Point 5. While the exploratory nature of the study and the methodological limitations are acknowledged, additionally acknowledging that there was no control group is necessary.  Further, the reasons why this is a major limitation should be discussed in their entirety so the reader understands the major issues with relying only on pre/post test designs and making bold claims about potential relevance of results.  This really tempers the findings of the study in my opinion.

We thank reviewer 2 for this remark that was shared also by reviewer 1. We changed the limitation section accordingly. It is now in the revised MS: “The study has several important limitations: First, the clinical sample was biased towards the most severe and resistant cases. Second, the sample was heterogeneous, as proprioceptive dysfunction was associated or not with joint hypermobility or hEDS. Third, the sample size was limited and the study was retrospective with no historical control group and no blind clinical assessments. Fourth, […].”

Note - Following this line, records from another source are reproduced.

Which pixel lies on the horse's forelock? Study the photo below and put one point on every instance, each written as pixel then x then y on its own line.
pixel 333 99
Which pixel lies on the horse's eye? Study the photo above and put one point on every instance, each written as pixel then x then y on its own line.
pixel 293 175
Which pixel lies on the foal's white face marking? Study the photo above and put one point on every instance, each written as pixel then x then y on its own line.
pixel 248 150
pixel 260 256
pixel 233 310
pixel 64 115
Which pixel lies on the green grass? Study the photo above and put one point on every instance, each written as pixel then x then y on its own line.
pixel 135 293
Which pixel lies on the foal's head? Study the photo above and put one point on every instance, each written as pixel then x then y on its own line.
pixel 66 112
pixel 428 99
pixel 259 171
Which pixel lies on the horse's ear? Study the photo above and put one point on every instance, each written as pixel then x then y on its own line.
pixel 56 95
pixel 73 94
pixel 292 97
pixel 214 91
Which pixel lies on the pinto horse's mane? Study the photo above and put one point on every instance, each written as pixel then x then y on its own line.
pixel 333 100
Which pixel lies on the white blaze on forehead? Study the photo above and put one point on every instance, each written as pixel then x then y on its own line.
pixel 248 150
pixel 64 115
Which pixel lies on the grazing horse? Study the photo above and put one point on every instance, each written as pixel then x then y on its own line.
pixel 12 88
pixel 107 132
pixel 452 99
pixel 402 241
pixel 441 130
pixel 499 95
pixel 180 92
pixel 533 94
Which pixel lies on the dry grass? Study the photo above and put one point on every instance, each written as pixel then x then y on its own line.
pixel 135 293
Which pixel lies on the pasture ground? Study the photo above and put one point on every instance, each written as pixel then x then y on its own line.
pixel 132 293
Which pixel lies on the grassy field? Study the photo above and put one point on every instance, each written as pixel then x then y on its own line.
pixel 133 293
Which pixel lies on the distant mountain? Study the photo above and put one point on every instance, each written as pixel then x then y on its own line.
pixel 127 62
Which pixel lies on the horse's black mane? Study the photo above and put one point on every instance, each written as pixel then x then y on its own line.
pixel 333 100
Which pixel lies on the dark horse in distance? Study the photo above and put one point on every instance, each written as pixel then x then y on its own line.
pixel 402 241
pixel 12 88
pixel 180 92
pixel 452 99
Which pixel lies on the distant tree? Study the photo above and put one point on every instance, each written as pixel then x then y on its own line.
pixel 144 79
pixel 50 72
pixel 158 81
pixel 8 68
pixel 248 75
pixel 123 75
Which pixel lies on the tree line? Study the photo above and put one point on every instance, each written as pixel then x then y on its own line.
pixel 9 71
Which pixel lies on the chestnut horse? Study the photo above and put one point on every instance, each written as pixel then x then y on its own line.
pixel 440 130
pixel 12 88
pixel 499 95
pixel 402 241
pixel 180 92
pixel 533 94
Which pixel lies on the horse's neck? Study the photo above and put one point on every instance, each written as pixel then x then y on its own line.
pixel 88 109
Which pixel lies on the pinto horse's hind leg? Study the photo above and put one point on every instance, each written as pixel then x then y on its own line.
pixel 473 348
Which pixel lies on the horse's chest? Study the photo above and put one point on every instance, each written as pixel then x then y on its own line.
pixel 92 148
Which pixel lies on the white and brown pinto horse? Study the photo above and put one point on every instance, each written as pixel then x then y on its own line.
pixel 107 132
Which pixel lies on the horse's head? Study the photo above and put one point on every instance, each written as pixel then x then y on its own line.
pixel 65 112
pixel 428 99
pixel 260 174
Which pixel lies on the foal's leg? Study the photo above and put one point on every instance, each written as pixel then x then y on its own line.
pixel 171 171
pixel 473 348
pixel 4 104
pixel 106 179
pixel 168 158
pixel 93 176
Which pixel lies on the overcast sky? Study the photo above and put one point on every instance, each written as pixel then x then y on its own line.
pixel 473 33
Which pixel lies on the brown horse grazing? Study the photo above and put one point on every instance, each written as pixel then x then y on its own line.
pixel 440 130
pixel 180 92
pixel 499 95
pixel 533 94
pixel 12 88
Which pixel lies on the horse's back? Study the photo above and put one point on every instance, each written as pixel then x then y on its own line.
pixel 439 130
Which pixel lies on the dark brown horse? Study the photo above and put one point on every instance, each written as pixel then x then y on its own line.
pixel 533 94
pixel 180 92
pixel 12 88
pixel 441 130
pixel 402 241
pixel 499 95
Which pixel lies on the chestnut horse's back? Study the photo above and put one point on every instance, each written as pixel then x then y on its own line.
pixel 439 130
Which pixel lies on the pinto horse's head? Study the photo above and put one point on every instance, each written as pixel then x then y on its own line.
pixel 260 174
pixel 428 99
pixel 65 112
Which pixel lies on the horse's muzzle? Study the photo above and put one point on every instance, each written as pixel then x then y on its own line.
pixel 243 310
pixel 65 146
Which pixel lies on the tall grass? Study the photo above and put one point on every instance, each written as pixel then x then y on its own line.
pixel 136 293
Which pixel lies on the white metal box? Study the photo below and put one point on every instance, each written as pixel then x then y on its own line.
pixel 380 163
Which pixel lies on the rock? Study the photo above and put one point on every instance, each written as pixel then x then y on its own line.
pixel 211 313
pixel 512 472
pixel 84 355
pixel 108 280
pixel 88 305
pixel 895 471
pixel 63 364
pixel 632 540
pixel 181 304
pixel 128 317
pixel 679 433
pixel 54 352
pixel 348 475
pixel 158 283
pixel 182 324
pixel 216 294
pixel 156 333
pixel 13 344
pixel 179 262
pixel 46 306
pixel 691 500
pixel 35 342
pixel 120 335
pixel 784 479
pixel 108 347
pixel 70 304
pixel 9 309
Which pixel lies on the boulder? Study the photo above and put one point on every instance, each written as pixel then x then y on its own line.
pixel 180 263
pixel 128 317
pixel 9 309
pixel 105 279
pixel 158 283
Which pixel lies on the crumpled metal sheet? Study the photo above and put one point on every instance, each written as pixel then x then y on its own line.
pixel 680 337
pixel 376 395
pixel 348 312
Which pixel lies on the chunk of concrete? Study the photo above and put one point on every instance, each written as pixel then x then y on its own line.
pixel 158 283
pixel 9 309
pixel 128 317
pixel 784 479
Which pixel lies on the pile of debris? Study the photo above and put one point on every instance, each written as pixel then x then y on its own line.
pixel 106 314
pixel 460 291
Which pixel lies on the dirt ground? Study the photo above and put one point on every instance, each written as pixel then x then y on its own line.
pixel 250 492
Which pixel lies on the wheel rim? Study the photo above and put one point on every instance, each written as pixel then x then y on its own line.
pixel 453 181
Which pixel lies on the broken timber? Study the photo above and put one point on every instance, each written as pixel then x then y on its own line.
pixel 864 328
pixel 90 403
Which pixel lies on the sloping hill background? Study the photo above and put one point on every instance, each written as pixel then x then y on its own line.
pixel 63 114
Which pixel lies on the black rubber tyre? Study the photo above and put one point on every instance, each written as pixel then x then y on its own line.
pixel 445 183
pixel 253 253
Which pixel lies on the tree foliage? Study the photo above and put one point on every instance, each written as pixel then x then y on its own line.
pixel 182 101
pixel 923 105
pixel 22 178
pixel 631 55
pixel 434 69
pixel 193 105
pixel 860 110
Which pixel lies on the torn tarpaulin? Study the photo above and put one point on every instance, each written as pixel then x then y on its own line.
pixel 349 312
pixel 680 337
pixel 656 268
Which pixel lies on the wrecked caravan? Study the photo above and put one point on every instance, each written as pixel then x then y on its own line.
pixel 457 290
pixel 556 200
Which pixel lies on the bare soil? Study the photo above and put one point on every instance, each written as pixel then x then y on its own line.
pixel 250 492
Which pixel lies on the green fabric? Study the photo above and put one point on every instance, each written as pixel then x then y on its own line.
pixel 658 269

Also in the paragraph ‘Implications for future research’, we added, P 17, line 410 “These promising results encourage the design of a randomized and controlled multi-center protocol, in order to assess not only sensory-motor skills but also the core symptoms of autism”.

Round 2

Reviewer 1 Report

I consider that although the limitations are better explained in the current version, they prevent its publication. I still consider that the sample is insufficient, as a pilot study, for the quality of the journal.

Author Response

Authors thanks reviewer 1 for his/her careful comments on our MS. We are happy that all the revisions we made were satisfactory. It remains however one important concern that is the sample size.

As we present a retrospective exploratory study, we can't change the sample size at this stage. As we stated, our goal is to organize a RCT based on this first publication. The population we had in this study is among the most severe in the field of ASD and ID. So I believe that an exploratory study would be warranted by any ethical committee to proceed on a RCT. 

Regarding the sample size, I asked our statistical expert to calculate the power of the results we present in the MS. Detailed justification is given in the uploaded document regarding the two tests we used (Wilcoxon and Friedman). As you can see power (Beta error) was not below 0.8 which is sufficient for an exploratory study.